As crises podem proporcionar oportunidades aonde os laços de dominação e de exploração, da classe dominante sobre a classe trabalhadora, se tornem mais frágeis e instáveis. Momentos em que os explorados não suportam a exploração e reagem a ela e os exploradores não têm forças para manter a dominação. No entanto, como não poderia ser de outro modo, as classes dominantes também se movimentam para recompor sua hegemonia e manter o sistema capitalista que lhe proporciona o aumento da riqueza as custa da exploração da classe trabalhadora. A recente reunião dos vinte países capitalistas mais desenvolvidos — chamado G20 — reafirmou um pacto global, retirando dos Estados Unidos a responsabilidade única de adotar medidas anti-crise.
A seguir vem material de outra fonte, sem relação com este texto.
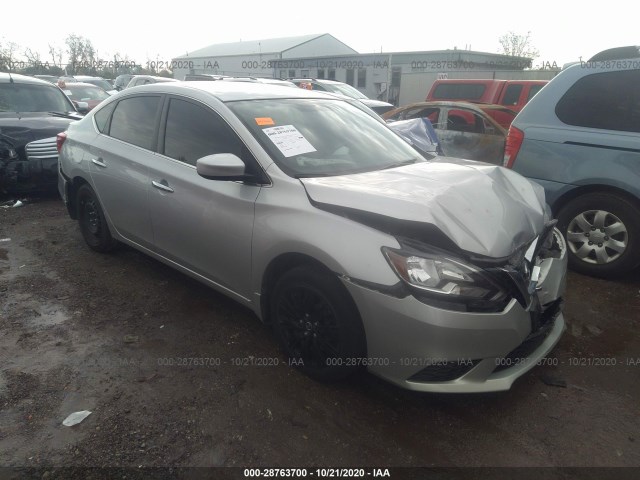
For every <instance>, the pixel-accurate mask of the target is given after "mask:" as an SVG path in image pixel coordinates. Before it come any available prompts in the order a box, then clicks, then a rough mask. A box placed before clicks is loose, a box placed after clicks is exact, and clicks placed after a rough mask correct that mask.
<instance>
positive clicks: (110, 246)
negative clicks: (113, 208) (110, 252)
mask: <svg viewBox="0 0 640 480" xmlns="http://www.w3.org/2000/svg"><path fill="white" fill-rule="evenodd" d="M76 198H77V201H76V205H77V206H78V224H79V225H80V231H81V232H82V236H83V237H84V241H85V242H86V243H87V245H89V247H90V248H91V249H92V250H95V251H96V252H100V253H107V252H110V251H112V250H113V249H114V248H115V247H116V246H117V243H118V242H117V241H116V240H114V239H113V237H112V236H111V232H110V231H109V225H108V224H107V220H106V219H105V216H104V213H103V211H102V207H101V206H100V202H99V201H98V196H97V195H96V193H95V192H94V191H93V189H92V188H91V187H90V186H89V185H86V184H85V185H82V186H81V187H80V188H79V189H78V193H77V197H76Z"/></svg>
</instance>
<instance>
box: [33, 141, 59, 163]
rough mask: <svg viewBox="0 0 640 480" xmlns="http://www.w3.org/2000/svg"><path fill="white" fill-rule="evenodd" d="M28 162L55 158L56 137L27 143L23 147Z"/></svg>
mask: <svg viewBox="0 0 640 480" xmlns="http://www.w3.org/2000/svg"><path fill="white" fill-rule="evenodd" d="M25 152H26V154H27V159H28V160H34V159H40V158H56V157H57V156H58V148H57V147H56V137H49V138H43V139H41V140H35V141H33V142H31V143H27V146H26V147H25Z"/></svg>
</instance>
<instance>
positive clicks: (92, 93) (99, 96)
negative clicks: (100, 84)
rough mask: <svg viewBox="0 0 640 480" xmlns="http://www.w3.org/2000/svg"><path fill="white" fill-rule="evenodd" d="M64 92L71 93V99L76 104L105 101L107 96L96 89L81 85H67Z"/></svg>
mask: <svg viewBox="0 0 640 480" xmlns="http://www.w3.org/2000/svg"><path fill="white" fill-rule="evenodd" d="M66 90H68V91H70V92H71V95H70V97H71V99H72V100H75V101H78V102H86V101H87V100H106V99H107V98H109V94H108V93H107V92H105V91H104V90H102V89H101V88H97V87H85V86H82V85H73V84H69V83H67V87H66Z"/></svg>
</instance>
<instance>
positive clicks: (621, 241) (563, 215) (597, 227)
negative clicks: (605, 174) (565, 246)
mask: <svg viewBox="0 0 640 480" xmlns="http://www.w3.org/2000/svg"><path fill="white" fill-rule="evenodd" d="M558 228H559V229H560V231H561V232H562V234H563V235H564V237H565V239H566V240H567V247H568V248H567V250H568V254H569V266H570V267H571V269H572V270H575V271H576V272H579V273H583V274H586V275H592V276H596V277H604V278H612V277H616V276H619V275H621V274H623V273H626V272H628V271H630V270H633V269H634V268H635V267H637V266H638V264H640V210H638V208H637V207H636V206H635V205H633V204H632V203H631V202H629V201H628V200H626V199H624V198H622V197H620V196H618V195H614V194H608V193H589V194H586V195H582V196H580V197H577V198H575V199H573V200H571V201H570V202H569V203H567V204H566V205H565V206H564V207H562V209H561V210H560V211H559V212H558Z"/></svg>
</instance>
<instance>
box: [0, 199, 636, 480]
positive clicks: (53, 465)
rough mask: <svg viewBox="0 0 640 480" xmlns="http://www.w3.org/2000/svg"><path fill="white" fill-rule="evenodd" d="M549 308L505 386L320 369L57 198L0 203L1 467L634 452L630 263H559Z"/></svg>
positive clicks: (400, 462) (550, 464)
mask: <svg viewBox="0 0 640 480" xmlns="http://www.w3.org/2000/svg"><path fill="white" fill-rule="evenodd" d="M565 313H566V319H567V322H568V329H567V331H566V333H565V335H564V337H563V339H562V340H561V343H560V344H559V346H558V347H557V348H556V349H555V351H554V352H553V354H552V356H551V358H552V359H557V365H556V366H553V365H546V366H539V367H536V368H535V369H534V370H532V371H531V372H529V373H528V374H527V375H525V376H524V377H523V378H521V379H520V380H519V381H518V382H517V383H516V384H515V385H514V386H513V388H512V389H511V390H510V391H508V392H505V393H498V394H490V395H426V394H416V393H412V392H408V391H403V390H401V389H399V388H396V387H394V386H392V385H389V384H387V383H385V382H383V381H381V380H378V379H377V378H375V377H373V376H372V375H369V374H364V375H361V376H359V377H358V378H356V379H354V380H352V381H350V382H348V383H342V384H322V383H318V382H316V381H313V380H311V379H309V378H307V377H305V376H303V375H302V374H300V373H298V371H297V370H295V369H294V368H292V367H290V366H288V365H286V361H285V359H284V357H282V355H281V354H280V352H279V350H278V347H277V345H276V343H275V341H274V339H273V338H272V336H271V334H270V331H269V329H268V328H267V327H265V326H264V325H262V324H261V323H260V322H259V321H258V320H257V319H256V317H255V316H254V315H253V314H252V313H251V312H249V311H247V310H245V309H244V308H242V307H240V306H238V305H237V304H236V303H234V302H233V301H231V300H229V299H227V298H226V297H224V296H222V295H219V294H217V293H216V292H214V291H212V290H210V289H208V288H207V287H205V286H203V285H201V284H199V283H197V282H195V281H193V280H191V279H190V278H188V277H186V276H184V275H182V274H180V273H177V272H175V271H173V270H172V269H170V268H169V267H166V266H164V265H163V264H161V263H159V262H157V261H155V260H153V259H151V258H149V257H147V256H145V255H143V254H141V253H138V252H136V251H135V250H132V249H130V248H127V247H122V248H120V249H119V250H118V251H117V252H115V253H113V254H109V255H100V254H96V253H94V252H92V251H90V250H89V249H88V248H87V247H86V246H85V244H84V241H83V239H82V236H81V234H80V231H79V229H78V227H77V224H76V223H75V222H74V221H72V220H71V219H70V218H69V217H68V215H67V213H66V211H65V209H64V206H63V204H62V202H61V201H60V200H59V199H57V198H55V197H53V198H48V199H40V200H39V201H32V202H29V203H27V204H26V205H25V206H23V207H21V208H8V209H0V465H1V466H5V467H43V468H44V469H45V470H46V469H48V468H51V467H60V466H92V467H101V466H109V467H116V466H124V467H136V468H137V467H139V466H176V467H185V466H237V467H300V466H306V467H309V466H326V467H344V466H356V467H361V466H369V467H373V466H380V467H399V466H416V467H418V466H422V467H424V466H430V467H431V466H438V467H449V466H476V467H483V466H500V467H502V466H520V467H523V466H524V467H527V466H600V467H618V466H619V467H624V466H627V467H631V466H634V467H637V466H640V402H639V401H638V400H639V399H640V382H639V381H638V380H639V379H640V335H639V334H640V274H638V273H636V274H634V275H632V276H630V277H628V278H625V279H623V280H620V281H615V282H614V281H604V280H597V279H592V278H588V277H582V276H579V275H575V274H571V275H570V277H569V283H568V294H567V298H566V308H565ZM261 358H265V359H272V360H270V362H271V363H279V365H277V366H255V365H253V366H252V365H251V363H255V359H261ZM242 363H245V365H242ZM246 364H249V365H246ZM81 410H89V411H91V412H92V413H91V415H90V416H88V417H87V418H86V419H85V420H84V421H83V422H82V423H80V424H79V425H76V426H73V427H65V426H62V421H63V420H64V419H65V418H66V417H67V416H68V415H69V414H70V413H72V412H76V411H81ZM636 472H638V471H636ZM5 473H6V472H5ZM54 476H55V475H51V474H50V472H49V471H45V473H44V474H43V477H44V478H49V477H51V478H53V477H54ZM38 478H40V477H38ZM118 478H121V477H118ZM127 478H132V477H131V476H129V477H127ZM576 478H577V477H576ZM636 478H640V477H636Z"/></svg>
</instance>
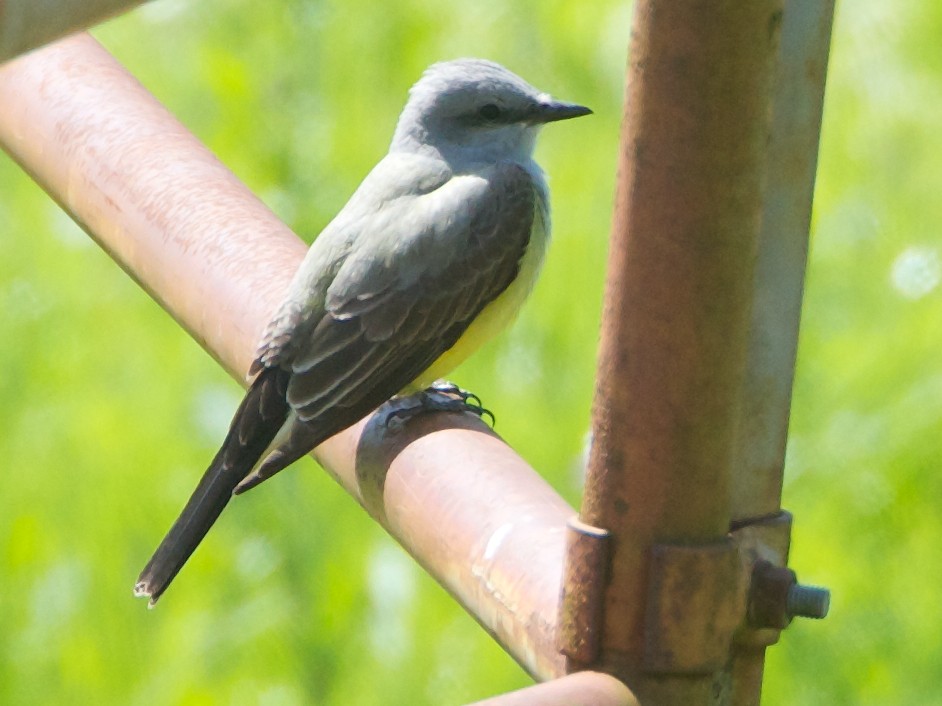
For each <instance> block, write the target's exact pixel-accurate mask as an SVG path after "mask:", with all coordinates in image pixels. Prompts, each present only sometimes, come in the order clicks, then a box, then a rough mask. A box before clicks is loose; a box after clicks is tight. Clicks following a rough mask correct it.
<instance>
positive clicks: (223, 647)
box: [0, 0, 942, 706]
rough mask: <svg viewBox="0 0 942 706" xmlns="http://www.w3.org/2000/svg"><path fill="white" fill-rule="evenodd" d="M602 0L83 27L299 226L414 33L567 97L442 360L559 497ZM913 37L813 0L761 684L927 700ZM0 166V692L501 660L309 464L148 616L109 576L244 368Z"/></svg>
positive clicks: (271, 8)
mask: <svg viewBox="0 0 942 706" xmlns="http://www.w3.org/2000/svg"><path fill="white" fill-rule="evenodd" d="M629 20H630V7H629V5H628V4H626V3H625V2H615V1H613V0H601V2H595V3H592V4H591V5H588V4H586V3H578V2H573V1H572V0H570V1H569V2H563V1H561V0H543V1H541V2H537V1H536V0H523V1H521V2H516V3H501V2H492V1H487V0H485V1H481V2H476V3H432V2H429V1H423V0H403V1H401V2H398V3H376V2H369V3H368V2H365V1H364V0H346V1H344V2H339V0H334V1H333V2H307V1H305V2H301V1H297V0H296V1H288V0H278V1H271V2H267V3H256V2H249V0H227V1H226V2H223V1H222V0H204V1H203V2H200V3H196V2H184V1H182V0H158V1H157V2H153V3H151V4H148V5H147V6H145V7H142V8H140V9H138V10H136V11H134V12H132V13H131V14H129V15H127V16H125V17H121V18H119V19H116V20H113V21H111V22H110V23H108V24H106V25H104V26H101V27H100V28H98V29H97V30H96V31H95V35H96V36H97V37H98V38H99V39H100V40H101V41H102V42H103V43H104V44H105V46H106V47H108V48H109V49H110V50H111V51H113V52H114V54H115V55H116V56H117V57H118V58H119V59H120V60H121V61H122V62H123V63H125V65H126V66H128V67H129V69H130V70H131V71H133V72H134V73H135V74H136V75H137V76H138V77H139V78H140V79H141V81H142V82H143V83H144V84H145V85H146V86H147V87H148V88H149V89H150V90H151V91H153V92H154V93H155V94H156V95H157V96H158V98H160V99H161V100H162V101H163V102H164V103H165V104H166V105H167V106H168V107H169V108H170V109H171V110H172V111H173V112H174V113H175V114H176V115H178V116H179V117H180V119H181V120H182V121H183V122H184V123H185V124H186V125H187V126H189V127H190V129H192V130H193V131H194V132H195V133H196V134H197V135H198V136H199V137H200V138H201V139H202V140H204V141H205V142H206V143H207V144H208V145H209V146H210V147H211V148H212V149H213V150H214V151H215V152H216V153H217V154H218V155H219V156H220V157H221V159H222V160H223V161H224V162H225V163H226V164H228V165H229V166H230V167H231V168H232V169H233V170H234V171H235V172H236V173H237V174H238V175H239V176H240V178H242V179H243V180H244V181H245V182H246V183H247V184H248V185H249V186H250V187H251V188H252V189H253V190H254V191H255V192H256V193H258V194H259V195H261V196H262V198H263V199H264V200H265V201H266V202H267V203H268V204H269V205H271V206H272V208H274V210H275V211H276V212H277V213H278V214H279V215H280V216H281V217H282V218H284V219H285V220H286V221H287V222H288V223H289V224H291V225H292V226H293V227H294V228H295V230H296V231H297V232H298V233H299V234H301V235H302V237H304V238H306V239H308V240H310V239H311V238H313V236H314V235H315V234H316V233H317V232H318V231H319V229H320V228H321V227H323V225H324V224H325V223H326V222H327V221H328V220H329V219H330V218H331V216H332V215H333V214H334V213H335V212H336V211H337V210H338V209H339V208H340V207H341V206H342V205H343V203H344V202H345V200H346V198H347V197H348V196H349V194H350V193H351V192H352V191H353V189H354V188H355V187H356V185H357V184H358V183H359V181H360V179H361V178H362V177H363V176H364V175H365V174H366V172H367V171H368V170H369V168H370V167H371V166H372V165H373V164H374V163H375V162H376V161H377V159H378V158H379V157H380V156H381V155H382V154H383V153H384V151H385V149H386V146H387V143H388V141H389V138H390V136H391V134H392V130H393V127H394V124H395V120H396V117H397V115H398V112H399V110H400V108H401V106H402V104H403V102H404V99H405V95H406V91H407V89H408V87H409V86H410V85H411V83H412V82H413V81H414V80H415V79H416V78H417V77H418V76H419V74H420V73H421V71H422V69H424V68H425V66H427V65H428V64H430V63H432V62H434V61H438V60H441V59H446V58H454V57H458V56H484V57H488V58H492V59H495V60H497V61H500V62H502V63H504V64H506V65H507V66H509V67H510V68H512V69H514V70H516V71H517V72H519V73H520V74H522V75H523V76H524V77H526V78H527V79H529V80H530V81H531V82H533V83H534V84H535V85H537V86H539V87H541V88H542V89H544V90H547V91H550V92H552V93H554V94H555V95H557V96H559V97H561V98H566V99H570V100H574V101H579V102H582V103H585V104H587V105H590V106H592V107H593V108H594V109H595V111H596V115H595V116H594V117H592V118H587V119H584V120H579V121H575V122H573V123H569V124H566V125H564V126H560V127H553V128H551V129H548V130H546V132H545V134H544V135H543V138H542V140H541V144H540V147H539V150H538V158H539V160H540V161H541V163H542V164H543V166H544V168H545V169H546V170H547V172H548V173H549V175H550V179H551V187H552V188H553V191H554V209H555V213H554V221H555V241H554V243H553V247H552V248H551V251H550V254H549V258H548V262H547V264H546V269H545V273H544V277H543V279H542V281H541V283H540V284H539V285H538V287H537V289H536V291H535V293H534V296H533V299H532V300H531V302H530V304H529V305H528V307H527V308H526V310H525V312H524V314H523V315H522V317H521V319H520V321H519V322H518V324H517V325H516V327H515V328H514V329H513V330H512V331H511V332H510V333H509V334H507V335H505V336H503V337H502V338H501V339H500V340H498V341H496V342H494V343H493V344H491V345H490V346H489V347H487V348H486V349H485V350H483V351H482V352H481V353H480V354H479V355H477V356H476V357H475V358H474V359H473V360H472V361H471V362H469V363H468V364H466V365H465V366H464V367H463V368H461V369H460V370H459V371H458V372H457V373H456V374H455V375H453V378H454V379H455V380H457V381H458V382H460V383H461V384H462V385H464V386H465V387H468V388H470V389H473V390H475V391H476V392H477V393H479V394H480V395H481V397H482V398H483V399H484V400H485V401H486V402H487V405H488V406H489V407H490V408H492V409H494V410H495V412H496V414H497V417H498V431H500V433H501V434H502V435H503V436H504V438H505V439H507V441H508V442H509V443H510V444H511V445H512V446H514V447H515V448H516V449H518V450H519V451H520V452H521V453H522V454H523V456H524V457H525V458H527V459H528V460H529V461H530V462H531V463H532V464H533V465H534V466H535V467H536V468H537V469H539V470H540V471H541V472H542V473H543V474H544V475H545V476H546V477H547V478H548V479H549V481H550V482H551V483H552V484H553V485H554V486H555V487H556V488H557V489H558V490H559V491H560V492H561V493H562V494H563V495H564V496H565V497H566V498H567V499H569V500H570V501H571V502H572V503H573V504H577V503H578V500H579V488H580V483H581V481H580V475H579V473H580V472H579V469H580V465H581V456H582V453H583V446H584V440H585V436H586V431H587V428H588V420H589V408H590V403H591V393H592V388H593V370H594V361H595V348H596V337H597V329H598V319H599V311H600V303H601V290H602V277H603V271H604V266H605V252H606V240H607V235H608V229H609V221H610V213H611V197H612V192H613V186H614V174H615V161H616V151H617V141H618V126H619V122H620V116H621V98H622V79H623V68H624V65H625V59H626V55H627V39H628V28H629ZM940 36H942V5H935V4H932V3H921V2H918V1H917V0H898V1H897V2H894V3H883V2H878V1H877V0H856V2H853V3H849V2H848V3H844V4H843V5H842V6H841V8H840V11H839V14H838V17H837V21H836V27H835V36H834V42H833V48H832V60H831V70H830V76H829V82H828V93H827V103H826V110H825V121H824V131H823V136H822V148H821V159H820V170H819V177H818V187H817V197H816V204H815V218H814V234H813V238H814V240H813V252H812V258H811V263H810V269H809V273H808V280H807V292H806V302H805V312H804V319H803V324H802V338H801V347H800V354H799V366H798V377H797V382H796V388H795V401H794V408H793V415H792V437H791V441H790V445H789V450H788V461H787V473H786V488H785V501H784V504H785V507H787V508H788V509H790V510H791V511H792V512H794V513H795V516H796V522H795V531H794V541H793V554H792V566H793V568H795V569H796V570H797V571H798V572H799V574H800V576H802V577H803V578H804V579H805V580H807V581H816V582H820V583H823V584H825V585H828V586H829V587H830V588H831V589H832V590H833V602H832V611H831V616H830V617H829V618H828V619H827V620H826V621H825V622H823V623H808V622H799V623H796V624H794V625H793V626H792V627H791V628H789V630H788V631H787V632H786V633H785V634H784V636H783V639H782V642H781V644H780V645H779V646H778V647H776V648H774V649H772V650H770V652H769V658H768V661H767V669H766V681H765V689H764V694H765V699H764V703H766V704H769V705H772V706H774V705H776V704H786V703H787V704H795V703H800V704H829V705H834V704H888V703H905V704H908V705H910V706H914V705H916V704H939V703H942V599H940V592H939V586H940V585H942V549H940V547H939V544H940V538H942V513H940V512H939V508H940V505H942V503H940V499H942V478H940V473H939V468H938V466H939V459H940V456H942V455H940V451H942V433H940V432H942V355H940V349H942V294H940V288H939V283H940V277H942V241H940V237H939V228H940V224H942V198H940V196H939V194H940V193H942V131H940V130H939V125H940V116H942V50H940V48H939V37H940ZM0 184H2V190H0V229H2V234H0V242H2V253H3V257H2V258H0V312H2V313H0V337H2V340H3V343H2V345H0V370H2V371H3V372H2V374H0V429H2V433H0V458H2V459H3V464H4V472H3V473H0V703H3V704H52V703H56V704H73V703H74V704H148V705H152V704H157V705H159V704H193V705H196V704H266V705H269V704H270V705H272V706H274V705H276V704H277V705H281V704H285V705H289V704H315V703H316V704H351V703H352V704H422V703H429V704H441V703H450V704H460V703H464V702H467V701H471V700H474V699H478V698H483V697H485V696H488V695H491V694H495V693H499V692H502V691H506V690H510V689H513V688H517V687H521V686H524V685H526V684H528V683H529V680H528V678H527V677H526V676H525V675H524V674H523V673H522V671H521V670H520V669H519V668H518V667H517V666H516V665H515V663H514V662H513V661H512V660H511V659H510V658H509V657H507V656H506V655H505V654H504V653H503V652H502V651H501V650H500V649H499V648H498V647H497V646H496V645H495V644H494V643H493V642H492V641H491V639H490V638H489V637H488V636H487V635H485V633H484V632H483V631H482V630H481V629H480V628H479V627H478V626H477V625H476V624H475V623H474V622H473V620H472V619H471V618H469V617H468V616H466V615H465V614H464V613H463V612H462V611H461V610H460V609H459V608H457V607H456V606H455V605H454V604H453V602H452V601H451V600H450V599H449V598H448V597H447V596H446V595H445V594H444V592H443V591H442V590H441V589H440V588H439V587H438V586H437V585H436V584H435V583H434V582H433V581H432V580H431V579H429V578H428V577H427V576H425V575H424V574H423V572H422V571H421V570H419V569H418V568H417V567H416V566H415V565H414V564H413V562H412V561H411V560H410V559H409V558H408V557H407V556H406V555H405V554H404V553H403V552H402V551H401V550H400V549H399V548H398V546H397V545H395V544H394V543H393V542H392V541H391V540H390V539H389V538H388V537H387V536H386V535H385V534H384V533H383V532H382V531H380V530H379V529H378V528H377V527H376V526H375V525H374V523H373V522H372V521H371V520H369V519H368V518H367V516H366V514H365V513H364V512H363V511H362V510H361V509H360V508H359V507H358V506H357V505H356V504H355V503H354V502H353V501H352V500H350V498H348V497H347V496H346V495H345V494H344V493H343V492H342V491H341V490H340V489H339V488H338V487H337V486H335V485H334V483H333V482H332V481H331V480H330V479H329V478H328V477H327V475H326V474H324V473H322V472H321V471H320V470H319V469H318V468H317V467H316V465H315V464H314V463H313V462H312V461H310V460H305V461H302V462H300V463H299V464H298V465H297V467H295V468H294V469H293V470H292V471H291V472H288V473H285V474H283V475H281V476H280V477H279V478H278V480H277V481H276V482H273V483H271V484H270V485H266V486H265V487H264V488H263V489H261V490H260V491H257V492H255V493H251V494H250V495H248V496H245V497H244V498H241V499H240V500H239V501H238V502H237V503H235V504H234V505H232V506H231V507H230V509H229V510H228V512H227V513H226V514H225V515H224V516H223V518H222V520H221V521H220V522H219V523H218V525H217V527H216V528H215V530H214V531H213V532H212V533H211V535H210V536H209V537H208V538H207V541H206V542H205V543H204V546H203V547H202V548H201V550H200V551H198V552H197V553H196V555H195V556H194V558H193V560H192V561H191V562H190V564H189V565H188V566H187V568H186V570H185V571H184V572H183V574H181V576H180V578H179V579H178V580H177V582H176V583H175V584H174V587H173V590H172V591H171V592H170V593H169V594H168V595H167V597H166V598H165V599H164V600H163V601H162V602H161V604H160V607H159V609H158V610H157V611H147V610H146V609H145V606H144V603H143V602H140V601H135V600H133V599H132V597H131V586H132V584H133V581H134V579H135V577H136V576H137V573H138V571H139V569H140V568H141V566H142V565H143V563H144V561H145V560H146V559H147V557H148V556H149V555H150V552H151V550H152V549H153V548H154V547H155V545H156V542H157V541H158V540H159V539H160V537H161V536H162V535H163V532H164V531H165V530H166V529H167V527H168V526H169V524H170V522H171V521H172V520H173V518H174V517H175V516H176V513H177V512H178V510H179V509H180V507H181V506H182V503H183V501H184V500H185V498H186V497H187V496H188V494H189V492H190V490H191V489H192V487H193V484H194V482H195V479H196V478H197V477H198V475H199V474H200V473H201V472H202V470H203V468H204V467H205V465H206V463H207V461H208V460H209V459H210V457H211V456H212V454H213V453H214V451H215V449H216V445H217V443H218V442H219V441H220V439H221V438H222V435H223V434H224V431H225V427H226V425H227V423H228V421H229V417H230V415H231V413H232V411H233V410H234V408H235V406H236V404H237V402H238V400H239V398H240V390H239V388H238V386H237V385H236V384H235V383H234V382H232V381H231V380H229V379H228V378H227V377H226V375H225V374H224V373H223V372H222V371H221V370H220V369H219V368H218V367H217V366H216V364H215V363H214V362H213V361H212V360H211V359H210V358H209V356H208V355H206V354H205V353H204V352H203V351H202V350H201V349H200V348H199V347H198V346H197V345H196V344H195V343H193V342H192V341H191V340H190V339H188V338H187V337H186V335H185V334H184V333H183V332H182V331H181V330H180V329H179V328H178V327H177V326H176V325H175V324H174V323H173V322H172V321H171V319H170V318H169V317H168V316H166V315H165V314H164V313H163V312H162V311H161V310H160V309H159V308H158V307H157V305H156V304H154V303H153V302H152V301H151V300H149V299H148V298H147V296H146V295H145V294H144V293H143V292H142V291H140V290H139V289H138V288H137V287H136V286H135V285H134V284H133V283H132V282H131V281H130V279H128V277H127V276H126V275H125V274H124V273H123V272H122V271H121V270H120V269H119V268H118V267H116V266H114V264H113V263H112V262H111V261H110V260H109V259H108V258H107V256H106V255H104V254H103V253H102V252H101V251H99V250H98V249H97V247H96V246H95V245H94V244H93V243H92V242H91V241H90V240H89V239H88V238H87V237H86V236H85V235H84V234H83V233H82V232H81V231H79V229H78V228H77V227H76V226H75V225H73V224H72V222H71V221H70V220H69V219H68V218H67V217H66V216H64V215H63V214H62V213H61V211H59V209H58V208H57V207H56V206H55V205H54V204H53V203H52V201H50V200H49V199H48V198H47V197H46V196H45V195H44V194H43V193H42V192H41V191H40V190H39V189H38V187H36V186H35V185H34V184H33V183H32V182H31V181H30V180H29V179H28V178H27V177H26V176H25V175H24V174H23V173H22V172H21V171H20V170H19V169H18V168H17V167H16V165H14V164H13V163H12V162H11V161H10V160H9V159H8V158H6V157H5V156H0ZM574 294H575V296H573V295H574ZM521 409H525V410H526V414H517V413H516V412H515V410H521Z"/></svg>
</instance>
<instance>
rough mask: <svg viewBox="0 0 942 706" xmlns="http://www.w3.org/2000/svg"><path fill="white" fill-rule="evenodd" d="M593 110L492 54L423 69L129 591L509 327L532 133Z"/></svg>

Resta saber se o outro lado, os explorados, a classe trabalhadora, irá se restringir a uma condição de passividade, aceitando, mais uma vez, que a classe dominante continue impondo a socialização dos prejuízos e a privatização dos lucros. Ou ao contrário, dessa vez, se a classe trabalhadora aumentar seu nível de organização e capacidade de lutas para dar o troco à classe dominante. No caso específico do nosso país, são gritantes os exemplos de que as classes dominantes continuam acumulando riquezas, mesmo em momentos de crises, aumentando a exploração da classe trabalhadora ou se apoderando dos recursos públicos. Os bancos continuam batendo recordes em seus lucros. Além disso, o salário mínimo hoje, levando em consideração o que está determinado na Constituição Federal, deveria ser de R$ 1.972,64, ou seja, 4,24 vezes o mínimo vigente (R$ 465), de acordo com o Departamento Intersindical de Estatística e Estudos Socioeconômicos (Dieese).
Na agricultura, a Confederação Nacional da Agricultura (CNA), dos ruralistas, aproveitou a questão crise para assenhorear-se dos cofres públicos. Está exigindo R$ 150 bilhões do governo federal para continuar produzindo para a exportação, utilizando maquinários pesados e com grande quantidade de venenos químicos. Enquanto isso, esse mesmo governo promoveu o corte de 48% de todos recursos destinados para a Reforma Agrária. Cortou, em especial, as verbas para desapropriação de terras, assistência técnica e educação no campo. Ou seja, mais uma vez há a tentativa de fazer a classe trabalhadora pagar pela crise.
O descontentamento junto à população, as discussões, debates e elaboração de materiais, as greves e mobilizações que estão surgindo, mostram que a classe trabalhadora está disposta a se fazer ouvir nesse momento de crise. Os desafios da unidade das forças populares, estudantis e sindicais, juntamente com a capacidade de mobilização e lutas, são, nesse momento os maiores desafios a serem superados para que a classe trabalhadora aproveite da situação da crise para obter conquistas.